Durante un par de semanas, Soraya se sorprendía abriendo los ojos cada noche a la misma hora. A las cuatro y media. La hora en que aquella noche le entró el mensaje de sus padres diciéndole que estaban bien, que estuviera tranquila. Eso se le pasó pero luego vinieron otros sueños, cuando se despertaba y se preguntaba si, precisamente, todo eso no había sido más que un sueño. Su marido vivía cada noche que el último puente en pie también se derrumbaba. Angustia y más angustia.
Ahora, bajo esta luz cegadora, Soraya quiere pensar que mucha gente será más feliz cuando irrumpa la primavera y los días alarguen. Y sonríe, sincera, cuando cuenta la cantidad de amigos y clientes que le han hecho donaciones para salir adelante. Jamás olvidará, dice, unas chicas de Asturias que eran nietas de un hombre que había nacido en Picanya y que, como también tienen un centro de yoga, se sintieron hermanadas con ella, organizaron un evento y le mandaron una donación cuantiosa. “Eso me marcó y fue muy importante para mí”. O esos compañeros del Decathlon que también se volcaron para ayudarla.

- Foto: KIKE TABERNER
Detalles, gestos, que también le han dejado una enseñanza a Soraya. “Yo he aprendido que las personas nos necesitamos. Este individualismo que la sociedad intenta meternos con calzador no es real. Y nos hemos dado cuenta en esta situación que vivir en comunidad es lo natural y lo que funciona. Con esto nos hemos dado cuenta de que si nos apoyamos en los vecinos y los amigos, todo es mucho más fácil”.

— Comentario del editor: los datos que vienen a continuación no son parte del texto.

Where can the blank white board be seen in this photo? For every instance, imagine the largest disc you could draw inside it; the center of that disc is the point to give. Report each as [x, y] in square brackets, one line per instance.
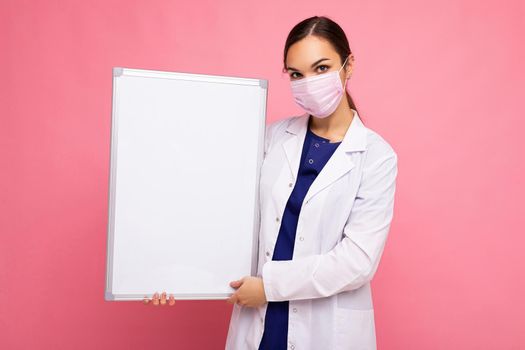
[186, 151]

También le gusta vivir atenta a lo que la rodea. Como aquel día que, caminando, se cruzó con dos hombres y pegó la oreja. Uno preguntó: “Com vas?”. Y el otro contestó: “Mentre em puga riure…”. “Esa frase me la quedé porque es una gran verdad: mientras podamos reír”. Soraya, pasadas unas semanas, volvió a encontrarse un día con aquel hombre que estuvo con ella la primera vez que regresó a su centro de yoga. Cuando se vieron, el hombre sonrió, miró a Soraya a los ojos y le hizo una pregunta: “¿A que cada día has estado mejor que el día anterior?”.